Une brusque poussée de colère monta. J'ouvre la portière et cour à la cafétéria. La pluie coulait sur mon visage. Je fis semblant d'avoir du mal à ouvrir la porte, pour me laisser le temps d'observer le fils d'Alex à la dérobée. Il a la tête baissée. Sous son chapeau, je distingue qu'une bouche ferme presque semblable à celle d'Alex.

À l'instant où je prends conscience de me conduire comme une idiote, il lève la tête et me regarde bien en face. Mon cœur faillit s'arrêter, c'est Alex trait pour trait. Prise au dépourvu, je fixe le garçon interdit.

Ben sourit tristement. De toute évidence, il interprétait mal ma stupeur.

— J'suis pas beau à voir, mais c'est moins grave que ça en a l'air. Dit-il.

Je me surprends à lui rendre son sourire. Il avait le visage tout abîmé. Sa lèvre inférieure était fendue.

— Un cheval, dit-il en haussant les épaules. J'avais déjà tenu six secondes, et j'étais en train de réaliser ma meilleure performance de la journée quand il m'a jeté par terre. J'ai eu le souffle couper, et je ne me suis pas dégagé à temps. Du coup il m'est passé dessus. Le médecin a dit que mon nez était cassé sans déplacement, mais que j'aurais les deux yeux au beurre noir une quinzaine de jours.

Involontairement, je tends la main, lui prend le menton, et fit doucement tourner son visage pour l'examiner. Devant son air inquiet, j'éclate de rire.

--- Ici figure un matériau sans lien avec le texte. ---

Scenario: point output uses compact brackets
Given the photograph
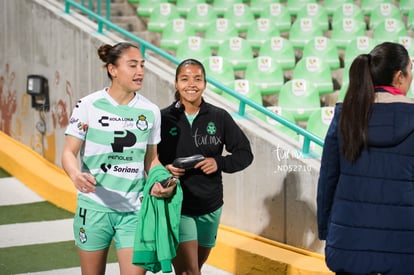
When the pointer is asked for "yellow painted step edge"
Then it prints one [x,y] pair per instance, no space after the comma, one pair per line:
[236,251]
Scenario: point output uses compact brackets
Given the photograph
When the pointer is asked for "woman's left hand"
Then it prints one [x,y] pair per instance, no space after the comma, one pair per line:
[160,192]
[208,166]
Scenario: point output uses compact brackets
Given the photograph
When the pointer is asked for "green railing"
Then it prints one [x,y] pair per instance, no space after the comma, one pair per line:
[145,45]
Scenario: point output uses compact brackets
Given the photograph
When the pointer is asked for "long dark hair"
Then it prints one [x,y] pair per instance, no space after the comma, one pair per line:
[110,54]
[367,71]
[186,62]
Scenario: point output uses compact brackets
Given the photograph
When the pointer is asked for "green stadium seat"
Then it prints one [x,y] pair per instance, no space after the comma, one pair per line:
[316,71]
[410,20]
[358,45]
[368,7]
[299,98]
[345,11]
[265,74]
[342,91]
[175,33]
[323,48]
[236,50]
[382,11]
[258,6]
[346,30]
[222,6]
[279,15]
[162,16]
[241,15]
[243,87]
[318,124]
[279,127]
[220,70]
[281,50]
[146,7]
[260,31]
[408,43]
[201,17]
[184,6]
[294,6]
[333,5]
[219,31]
[302,31]
[317,12]
[406,6]
[389,30]
[194,47]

— Ne t'en fait pas, tu seras bientôt aussi beau qu'avant.

Il piqua un fard. Tient sur ce point, il ne ressemblait pas à son père... Alex avait toujours été conscient de l'effet que sa beauté produisait sur toutes les filles qui l'approchaient.

— Bon, eh bien j'espère que tu auras plus de chance la prochaine fois. Dis-je avec un sourire.

Puis mon cœur se serre. Quel effet cela faisait-il d'avoir un fils ? Un fils comme lui ? Quelle vie aurais-je eue si Alex m'avait vraiment aimé ? Si... si...

Un dernier sourire, et je pénètre dans la cafétéria.